According to the announcement, MD Anderson’s program originated in work with Porter, Harvard’s Bishop William Lawrence University Professor, based at Harvard Business School, who has championed the principles of value-based health care as the cornerstone for reforming health care delivery. “The focus of MD Anderson’s work in this area is to define, measure, and, most importantly, improve the value of its care and share results with other health care providers,” said the release.
In addition, the Center collaborated with Kaplan, HBS’s Marvin Bower Professor of Leadership Development Emeritus, who developed the method for measuring the true costs of cancer care known as time-driven activity-based costing. This model “identifies the units of time it takes to perform a service and the cost per unit of time, then multiplies it by the quantity of the service. The tool provides realistic cost information that can be used in the equation to determine value,” the release explained.
According to Kaplan, “This is an example of the tangible benefits from the active programs that Michael Porter and I conduct with leading health care institutions in the United States and globally.”

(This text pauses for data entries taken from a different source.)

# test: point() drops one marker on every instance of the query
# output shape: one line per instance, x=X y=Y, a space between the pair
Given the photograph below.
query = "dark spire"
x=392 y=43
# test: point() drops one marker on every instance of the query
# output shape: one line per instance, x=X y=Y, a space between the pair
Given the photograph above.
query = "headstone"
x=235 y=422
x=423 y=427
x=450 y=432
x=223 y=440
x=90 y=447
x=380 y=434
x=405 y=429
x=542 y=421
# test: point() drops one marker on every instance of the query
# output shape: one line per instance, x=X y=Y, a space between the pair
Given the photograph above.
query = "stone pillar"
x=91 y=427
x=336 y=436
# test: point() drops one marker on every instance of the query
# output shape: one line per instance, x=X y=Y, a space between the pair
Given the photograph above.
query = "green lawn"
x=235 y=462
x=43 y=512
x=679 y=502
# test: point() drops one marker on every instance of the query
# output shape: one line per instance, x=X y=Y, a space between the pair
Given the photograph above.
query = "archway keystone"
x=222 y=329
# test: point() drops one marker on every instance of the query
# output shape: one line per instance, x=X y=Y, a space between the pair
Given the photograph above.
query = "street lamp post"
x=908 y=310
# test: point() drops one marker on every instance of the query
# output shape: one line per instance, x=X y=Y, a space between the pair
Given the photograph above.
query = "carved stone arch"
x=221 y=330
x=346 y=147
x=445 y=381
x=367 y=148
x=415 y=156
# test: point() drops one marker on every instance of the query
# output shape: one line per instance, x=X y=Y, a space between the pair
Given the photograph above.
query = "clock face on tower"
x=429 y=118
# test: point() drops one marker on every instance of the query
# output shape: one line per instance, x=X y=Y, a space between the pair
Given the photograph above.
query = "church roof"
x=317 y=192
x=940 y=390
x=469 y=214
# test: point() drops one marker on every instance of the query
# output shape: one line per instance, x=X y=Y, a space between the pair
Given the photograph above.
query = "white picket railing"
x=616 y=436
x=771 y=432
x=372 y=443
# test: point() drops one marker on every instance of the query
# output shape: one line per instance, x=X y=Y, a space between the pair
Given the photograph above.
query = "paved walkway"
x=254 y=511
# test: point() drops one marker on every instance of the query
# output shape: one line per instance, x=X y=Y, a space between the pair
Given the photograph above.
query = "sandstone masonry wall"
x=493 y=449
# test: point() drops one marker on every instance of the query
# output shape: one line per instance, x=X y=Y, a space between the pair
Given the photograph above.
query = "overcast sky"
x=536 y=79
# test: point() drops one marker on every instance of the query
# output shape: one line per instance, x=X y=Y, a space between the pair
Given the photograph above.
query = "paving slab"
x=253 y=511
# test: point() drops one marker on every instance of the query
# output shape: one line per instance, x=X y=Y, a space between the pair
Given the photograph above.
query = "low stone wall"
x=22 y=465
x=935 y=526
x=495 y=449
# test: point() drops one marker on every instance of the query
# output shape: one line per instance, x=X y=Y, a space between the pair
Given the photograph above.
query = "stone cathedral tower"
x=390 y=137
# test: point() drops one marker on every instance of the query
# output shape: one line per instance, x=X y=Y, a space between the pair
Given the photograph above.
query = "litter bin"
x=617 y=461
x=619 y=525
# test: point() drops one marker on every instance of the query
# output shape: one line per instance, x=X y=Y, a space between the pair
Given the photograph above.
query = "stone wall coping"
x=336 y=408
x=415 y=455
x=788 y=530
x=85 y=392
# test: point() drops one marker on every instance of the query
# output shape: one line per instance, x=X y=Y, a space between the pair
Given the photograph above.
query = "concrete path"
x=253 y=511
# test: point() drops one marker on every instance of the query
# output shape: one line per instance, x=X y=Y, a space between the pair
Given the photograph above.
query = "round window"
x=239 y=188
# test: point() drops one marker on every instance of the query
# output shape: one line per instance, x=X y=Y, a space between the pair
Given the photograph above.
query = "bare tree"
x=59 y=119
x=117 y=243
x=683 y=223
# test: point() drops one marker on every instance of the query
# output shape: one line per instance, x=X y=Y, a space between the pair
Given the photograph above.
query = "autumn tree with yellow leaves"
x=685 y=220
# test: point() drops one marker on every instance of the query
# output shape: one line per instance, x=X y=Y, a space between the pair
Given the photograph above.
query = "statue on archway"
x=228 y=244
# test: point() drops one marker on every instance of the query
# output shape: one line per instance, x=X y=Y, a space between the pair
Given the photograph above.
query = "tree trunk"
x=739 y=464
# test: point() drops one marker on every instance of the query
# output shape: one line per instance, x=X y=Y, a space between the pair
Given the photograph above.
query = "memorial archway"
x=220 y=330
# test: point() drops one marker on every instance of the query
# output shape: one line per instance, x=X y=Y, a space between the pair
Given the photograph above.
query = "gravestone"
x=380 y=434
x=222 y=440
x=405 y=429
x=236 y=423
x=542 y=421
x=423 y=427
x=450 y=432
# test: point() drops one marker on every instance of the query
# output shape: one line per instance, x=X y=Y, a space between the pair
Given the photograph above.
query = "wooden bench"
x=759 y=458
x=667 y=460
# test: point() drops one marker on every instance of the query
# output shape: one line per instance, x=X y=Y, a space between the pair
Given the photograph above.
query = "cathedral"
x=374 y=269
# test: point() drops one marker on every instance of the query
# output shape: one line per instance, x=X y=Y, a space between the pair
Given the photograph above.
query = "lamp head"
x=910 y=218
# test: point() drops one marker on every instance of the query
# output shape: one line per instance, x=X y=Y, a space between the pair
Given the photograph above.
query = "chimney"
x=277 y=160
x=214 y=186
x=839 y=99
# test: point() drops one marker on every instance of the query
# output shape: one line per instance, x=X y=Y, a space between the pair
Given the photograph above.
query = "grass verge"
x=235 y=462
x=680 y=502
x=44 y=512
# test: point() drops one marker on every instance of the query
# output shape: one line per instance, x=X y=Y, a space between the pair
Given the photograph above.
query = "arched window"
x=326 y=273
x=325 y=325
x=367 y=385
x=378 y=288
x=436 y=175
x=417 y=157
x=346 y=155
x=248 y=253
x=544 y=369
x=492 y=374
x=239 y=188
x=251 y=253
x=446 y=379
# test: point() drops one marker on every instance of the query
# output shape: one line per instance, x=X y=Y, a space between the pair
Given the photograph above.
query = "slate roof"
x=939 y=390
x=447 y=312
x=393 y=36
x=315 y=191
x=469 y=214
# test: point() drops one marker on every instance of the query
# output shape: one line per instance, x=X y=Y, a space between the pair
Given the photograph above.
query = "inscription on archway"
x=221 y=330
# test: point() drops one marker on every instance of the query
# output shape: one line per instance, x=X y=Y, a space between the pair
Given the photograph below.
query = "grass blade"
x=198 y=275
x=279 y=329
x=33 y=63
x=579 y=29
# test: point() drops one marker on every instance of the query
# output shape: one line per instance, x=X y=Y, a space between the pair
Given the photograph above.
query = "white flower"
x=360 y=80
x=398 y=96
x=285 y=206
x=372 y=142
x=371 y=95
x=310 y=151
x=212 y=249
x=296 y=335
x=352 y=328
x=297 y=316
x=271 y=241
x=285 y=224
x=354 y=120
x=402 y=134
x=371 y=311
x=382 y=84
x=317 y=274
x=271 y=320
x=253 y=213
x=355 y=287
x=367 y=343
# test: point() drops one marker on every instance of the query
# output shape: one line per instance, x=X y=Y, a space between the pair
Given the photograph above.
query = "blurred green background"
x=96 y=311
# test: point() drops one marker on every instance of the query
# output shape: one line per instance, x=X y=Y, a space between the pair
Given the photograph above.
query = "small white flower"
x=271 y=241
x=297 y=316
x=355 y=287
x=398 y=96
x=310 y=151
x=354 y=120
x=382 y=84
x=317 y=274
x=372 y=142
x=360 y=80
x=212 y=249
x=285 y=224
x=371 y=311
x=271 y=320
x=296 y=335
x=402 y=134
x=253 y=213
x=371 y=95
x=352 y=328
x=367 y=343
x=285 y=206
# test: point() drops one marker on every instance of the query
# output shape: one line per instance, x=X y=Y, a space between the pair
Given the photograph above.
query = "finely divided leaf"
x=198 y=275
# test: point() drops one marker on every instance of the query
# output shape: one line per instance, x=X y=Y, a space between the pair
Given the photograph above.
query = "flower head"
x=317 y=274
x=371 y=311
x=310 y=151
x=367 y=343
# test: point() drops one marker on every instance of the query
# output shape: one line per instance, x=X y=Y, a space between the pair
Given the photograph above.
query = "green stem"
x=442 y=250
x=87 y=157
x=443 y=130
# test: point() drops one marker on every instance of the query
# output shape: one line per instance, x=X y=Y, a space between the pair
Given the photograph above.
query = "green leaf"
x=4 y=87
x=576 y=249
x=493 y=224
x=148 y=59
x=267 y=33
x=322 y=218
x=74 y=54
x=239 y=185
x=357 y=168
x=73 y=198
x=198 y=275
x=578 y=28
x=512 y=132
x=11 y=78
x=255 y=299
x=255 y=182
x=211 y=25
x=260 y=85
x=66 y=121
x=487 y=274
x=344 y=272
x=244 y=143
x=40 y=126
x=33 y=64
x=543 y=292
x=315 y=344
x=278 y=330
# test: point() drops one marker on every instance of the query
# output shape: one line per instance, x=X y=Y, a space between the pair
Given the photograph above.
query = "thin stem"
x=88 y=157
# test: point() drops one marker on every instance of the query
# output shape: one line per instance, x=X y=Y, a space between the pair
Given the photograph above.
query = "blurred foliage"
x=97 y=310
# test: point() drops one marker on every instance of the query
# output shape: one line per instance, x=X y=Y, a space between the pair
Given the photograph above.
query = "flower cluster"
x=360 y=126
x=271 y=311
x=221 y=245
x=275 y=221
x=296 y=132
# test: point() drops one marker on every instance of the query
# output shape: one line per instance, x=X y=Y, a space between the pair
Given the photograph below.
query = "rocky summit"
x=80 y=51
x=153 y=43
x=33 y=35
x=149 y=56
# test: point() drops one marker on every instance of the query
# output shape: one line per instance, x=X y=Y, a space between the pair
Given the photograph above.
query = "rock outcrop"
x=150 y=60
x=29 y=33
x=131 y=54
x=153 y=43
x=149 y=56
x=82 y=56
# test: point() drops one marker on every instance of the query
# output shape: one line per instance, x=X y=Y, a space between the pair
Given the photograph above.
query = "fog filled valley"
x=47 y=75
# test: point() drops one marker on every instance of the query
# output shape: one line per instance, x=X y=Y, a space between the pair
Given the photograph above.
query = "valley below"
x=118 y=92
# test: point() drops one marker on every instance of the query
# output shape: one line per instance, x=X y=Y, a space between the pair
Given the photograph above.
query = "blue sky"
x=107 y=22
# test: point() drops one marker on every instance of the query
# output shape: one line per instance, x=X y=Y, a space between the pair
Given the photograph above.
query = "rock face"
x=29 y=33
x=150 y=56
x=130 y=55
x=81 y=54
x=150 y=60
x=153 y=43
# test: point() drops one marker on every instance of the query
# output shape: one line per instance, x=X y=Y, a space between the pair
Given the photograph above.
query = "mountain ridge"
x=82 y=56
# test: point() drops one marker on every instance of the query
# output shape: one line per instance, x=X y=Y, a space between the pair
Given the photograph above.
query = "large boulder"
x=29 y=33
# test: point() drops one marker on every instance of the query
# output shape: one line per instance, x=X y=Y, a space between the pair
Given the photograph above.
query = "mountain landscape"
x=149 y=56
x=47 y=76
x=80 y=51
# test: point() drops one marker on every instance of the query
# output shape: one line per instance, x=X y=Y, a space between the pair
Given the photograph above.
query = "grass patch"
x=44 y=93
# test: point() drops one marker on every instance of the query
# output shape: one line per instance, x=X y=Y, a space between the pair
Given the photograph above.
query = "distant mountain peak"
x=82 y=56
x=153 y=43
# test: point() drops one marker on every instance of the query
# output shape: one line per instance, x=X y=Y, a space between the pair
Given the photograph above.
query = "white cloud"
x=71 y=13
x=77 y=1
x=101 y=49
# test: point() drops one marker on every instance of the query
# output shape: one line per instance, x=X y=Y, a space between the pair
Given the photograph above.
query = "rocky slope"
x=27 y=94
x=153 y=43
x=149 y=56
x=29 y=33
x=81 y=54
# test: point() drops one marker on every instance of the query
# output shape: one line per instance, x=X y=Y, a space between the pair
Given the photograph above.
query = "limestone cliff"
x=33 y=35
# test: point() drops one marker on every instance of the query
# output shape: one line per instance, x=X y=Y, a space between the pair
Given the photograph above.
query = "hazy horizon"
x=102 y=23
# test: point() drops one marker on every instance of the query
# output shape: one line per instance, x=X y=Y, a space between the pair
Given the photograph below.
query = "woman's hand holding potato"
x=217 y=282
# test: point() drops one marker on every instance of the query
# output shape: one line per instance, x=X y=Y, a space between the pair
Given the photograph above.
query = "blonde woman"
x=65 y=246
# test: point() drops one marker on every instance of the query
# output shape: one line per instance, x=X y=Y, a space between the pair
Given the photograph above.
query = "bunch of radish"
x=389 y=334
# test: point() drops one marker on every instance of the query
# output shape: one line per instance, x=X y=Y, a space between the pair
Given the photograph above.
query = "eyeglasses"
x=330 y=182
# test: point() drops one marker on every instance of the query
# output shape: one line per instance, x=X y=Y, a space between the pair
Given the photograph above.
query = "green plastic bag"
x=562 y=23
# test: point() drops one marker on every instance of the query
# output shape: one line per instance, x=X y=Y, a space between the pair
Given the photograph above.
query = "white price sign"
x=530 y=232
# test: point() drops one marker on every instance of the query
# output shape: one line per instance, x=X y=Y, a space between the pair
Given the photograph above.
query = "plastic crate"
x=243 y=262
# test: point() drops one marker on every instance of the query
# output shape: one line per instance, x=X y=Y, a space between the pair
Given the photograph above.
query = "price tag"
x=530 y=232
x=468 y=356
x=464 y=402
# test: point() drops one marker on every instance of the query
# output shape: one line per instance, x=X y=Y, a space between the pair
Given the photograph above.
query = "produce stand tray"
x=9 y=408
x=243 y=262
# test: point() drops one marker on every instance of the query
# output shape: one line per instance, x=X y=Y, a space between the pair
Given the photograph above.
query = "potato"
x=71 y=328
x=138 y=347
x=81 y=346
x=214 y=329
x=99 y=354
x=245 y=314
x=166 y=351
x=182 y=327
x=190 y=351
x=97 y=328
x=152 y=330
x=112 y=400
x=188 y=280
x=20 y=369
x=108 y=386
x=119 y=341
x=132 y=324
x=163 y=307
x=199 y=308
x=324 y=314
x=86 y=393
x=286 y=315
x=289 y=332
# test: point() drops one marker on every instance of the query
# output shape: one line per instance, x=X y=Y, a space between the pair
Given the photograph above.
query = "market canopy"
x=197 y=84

“Patients, as well as insurance companies and government payers, want to know how MD Anderson provides precisely what is needed to properly treat cancer and how that quality care is balanced with what the institution charges and what it costs,” said Thomas W. Feeley, MD, the newly appointed head of the Institute for Cancer Care Innovation. “With preparations under way now for the new accountability, transparency, reimbursement, and measurement mandates of the Affordable Care Act, this research will be even more vital, and more institutions will be taking a look at the value they offer patients.”
Kaplan is the co-developer of both activity-based costing and the Balanced Scorecard. His numerous books include The Execution Premium: Linking Strategy to Operations for Competitive Advantage, the fifth Balanced Scorecard book co-authored with David Norton (Harvard Business Press, 2008) and Time-Driven Activity-Based Costing with Steve Anderson (Harvard Business School Press, 2007).
Porter is a leading authority on competitive strategy, the competitiveness and economic development of nations, states, and regions, and the application of competitive principles to social problems such as health care, the environment, and corporate responsibility. Among his many books is Redefining Health Care: Creating Value-Based Competition on Results, coauthored with Elizabeth Olmsted Teisberg (Harvard Review Press, 2006).
They are coauthors of "Why Medical Bills Are a Mystery," an op-ed article published in the New York Times on April 14, 2012.
Founded in 1908 as part of Harvard University, Harvard Business School is located on a 40-acre campus in Boston. Its faculty of more than 200 offers full-time programs leading to the MBA and doctoral degrees, as well as more than 80 open enrollment Executive Education programs and more than 60 custom programs. For more than a century, HBS faculty have drawn on their research, their experience in working with organizations worldwide, and their passion for teaching to educate leaders who have shaped the practice of business and entrepreneurship around the globe.